Denmark advocates a third idea. It wants to rewrite the 1951 Refugee Convention so it would no longer be possible for people fleeing the Syrian war to spend time in the relative safety of Turkish or Lebanese refugee camps and then claim asylum in the EU. In principle, there’s some logic to this, but again it’s impractical. Lebanon already has one refugee for every four inhabitants. Turkey is host to more Syrian refugees than the 28 nations of the EU combined. Neither country will agree to a treaty change that eases the burden on rich nations at their expense. Nor should they.

but their alternative proposal borders on lunacy:

It should spend far more on helping countries such as Lebanon provide a haven for refugees. (Governments are providing the United Nations with barely half of what’s needed.) It should create a greatly expanded resettlement program, so that refugees in countries such as Turkey can be vetted for a safe and orderly move to the EU. It should collectively secure the bloc’s outer borders, so sea crossings to Greece and Italy become less attractive to attempt. Once all that is in hand, it should regard accepting the refugees who do arrive as a joint responsibility, and strive to spread the burden equitably.

Europe is a rich continent, of 500 million people. It can accommodate more of Syria’s refugees. Indeed, in the longer term, it can benefit from having them. Leaders should be mindful of their citizens’ concerns and not deny the short-term stresses or the longer-term challenges of integration, but it’s their job to drive the larger message home. Here too, as long as they act together, they can do it.

First, the Germans will never go for it. Open any German newspaper and you’ll see what the Germans want: quotas (alternative #2 above). The Germans’ preferred strategy is nuts, too. It doesn’t matter what Hungary’s or Slovakia’s or Estonia’s quota is. The migrants want to go to Germany or Sweden and that’s where they’ll go.

Second, does anybody really believe that tiny, teetering Lebanon can accommodate more than a tiny fraction of the number of refugees that are streaming across the border?

Here’s my alternative proposal. Pay the Turks a lot to keep the refugees. By “a lot” I mean at least €7,000 per refugee. Inspect the camps to make sure the Turks are treating the migrants humanely. Dangle the carrot of EU membership before the Turks’ noses. Stop paying if the Turks aren’t living up to their part of the bargain and keeping the migrants within Turkey.

My prediction is that the flood of migrants will stop miraculously.

4 comments… add one
  • PD Shaw Link

    The Turkish solution makes a lot of sense for a lot of reasons.
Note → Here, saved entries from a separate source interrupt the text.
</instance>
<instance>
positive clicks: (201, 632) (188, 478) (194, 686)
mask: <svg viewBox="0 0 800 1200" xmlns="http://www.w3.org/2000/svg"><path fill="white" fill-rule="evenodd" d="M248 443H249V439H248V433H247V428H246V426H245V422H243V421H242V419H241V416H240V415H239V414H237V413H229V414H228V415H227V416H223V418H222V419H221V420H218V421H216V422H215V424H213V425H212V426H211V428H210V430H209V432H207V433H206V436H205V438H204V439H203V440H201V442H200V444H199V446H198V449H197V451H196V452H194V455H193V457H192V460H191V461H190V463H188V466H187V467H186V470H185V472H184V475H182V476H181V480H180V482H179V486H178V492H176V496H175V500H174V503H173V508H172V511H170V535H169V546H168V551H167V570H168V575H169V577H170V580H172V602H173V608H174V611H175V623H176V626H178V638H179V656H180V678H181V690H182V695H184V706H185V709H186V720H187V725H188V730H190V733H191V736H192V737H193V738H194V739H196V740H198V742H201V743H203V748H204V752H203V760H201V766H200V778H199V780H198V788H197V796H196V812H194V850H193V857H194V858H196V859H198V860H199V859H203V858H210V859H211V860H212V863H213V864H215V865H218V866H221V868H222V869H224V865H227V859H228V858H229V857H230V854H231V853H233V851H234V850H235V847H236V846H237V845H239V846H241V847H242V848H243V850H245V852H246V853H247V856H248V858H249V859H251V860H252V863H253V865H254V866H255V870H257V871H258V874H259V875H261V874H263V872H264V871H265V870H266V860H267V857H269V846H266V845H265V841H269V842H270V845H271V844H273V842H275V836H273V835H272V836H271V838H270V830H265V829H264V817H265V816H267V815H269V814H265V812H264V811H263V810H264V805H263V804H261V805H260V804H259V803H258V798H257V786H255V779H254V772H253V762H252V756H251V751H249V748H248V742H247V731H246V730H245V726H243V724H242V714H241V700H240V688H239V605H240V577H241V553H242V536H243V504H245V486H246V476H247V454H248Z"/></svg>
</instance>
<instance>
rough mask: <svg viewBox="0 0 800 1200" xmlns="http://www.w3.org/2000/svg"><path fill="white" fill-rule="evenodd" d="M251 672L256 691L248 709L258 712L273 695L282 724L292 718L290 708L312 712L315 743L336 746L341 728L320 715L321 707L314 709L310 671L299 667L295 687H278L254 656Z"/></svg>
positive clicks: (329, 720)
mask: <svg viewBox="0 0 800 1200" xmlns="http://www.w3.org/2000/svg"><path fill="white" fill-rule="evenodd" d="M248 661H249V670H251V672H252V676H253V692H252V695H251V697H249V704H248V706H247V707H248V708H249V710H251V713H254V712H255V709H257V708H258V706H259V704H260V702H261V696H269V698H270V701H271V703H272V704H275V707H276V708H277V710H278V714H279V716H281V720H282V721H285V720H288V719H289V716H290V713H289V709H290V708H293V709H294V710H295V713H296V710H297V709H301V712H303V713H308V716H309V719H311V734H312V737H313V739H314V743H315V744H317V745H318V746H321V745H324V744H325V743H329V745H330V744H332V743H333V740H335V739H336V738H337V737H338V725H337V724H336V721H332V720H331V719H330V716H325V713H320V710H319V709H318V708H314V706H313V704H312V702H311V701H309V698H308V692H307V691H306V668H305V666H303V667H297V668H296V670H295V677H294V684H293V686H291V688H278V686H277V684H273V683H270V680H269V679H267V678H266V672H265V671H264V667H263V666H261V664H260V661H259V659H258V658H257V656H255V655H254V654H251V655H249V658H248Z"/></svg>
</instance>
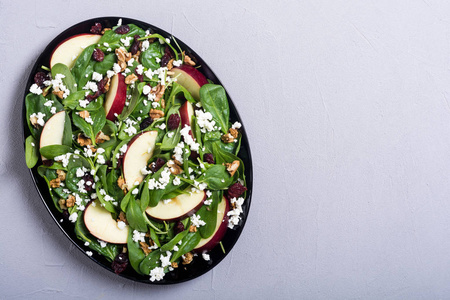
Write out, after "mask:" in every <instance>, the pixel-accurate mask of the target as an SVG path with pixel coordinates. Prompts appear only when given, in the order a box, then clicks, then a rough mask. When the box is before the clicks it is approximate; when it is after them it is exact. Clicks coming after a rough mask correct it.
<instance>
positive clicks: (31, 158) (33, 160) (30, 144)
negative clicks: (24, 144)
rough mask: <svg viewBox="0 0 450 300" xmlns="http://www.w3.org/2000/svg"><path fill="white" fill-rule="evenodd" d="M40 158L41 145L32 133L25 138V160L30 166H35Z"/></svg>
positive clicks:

    “The spurned refugees won’t go home, so one way or another they will remain Europe’s problem.” On the other hand, Some Migrants in Germany Want to Go Home — Disenchanted with job prospects and unsettled by cultural differences, a number embark on return journeys We don’t know how many because Germany only keeps track of those that leave the country through the support of a particular program for indigents (37,220 in 2015). Disenchanted with kissing in public, poor housing stock (appears that some old Communist buildings in the middle of nowhere are being used), and lack of job opportunities for the migrant skill set.

  • michael reynolds Link

    The idea of a refugee who would leave safe harbor because he saw people kissing in public rather calls into question our notions of what makes a refugee.

    I like the Turkish option, but there is no way Turkey can hope to be allowed into the EU, not with them trending Islamist and authoritarian, and certainly not given that for all we know their neighbors will still be in a state of war or collapse 10 years from now.

  • ... Link

    Indeed, in the longer term, it can benefit from having them.

    HAHAHAHAHAHAHAHA – *****gaaasssssppp***** – HAHAHAHAHAHAHAHA!

  • Yeah, I thought the Bloomberg editorial was, well, far from hinged.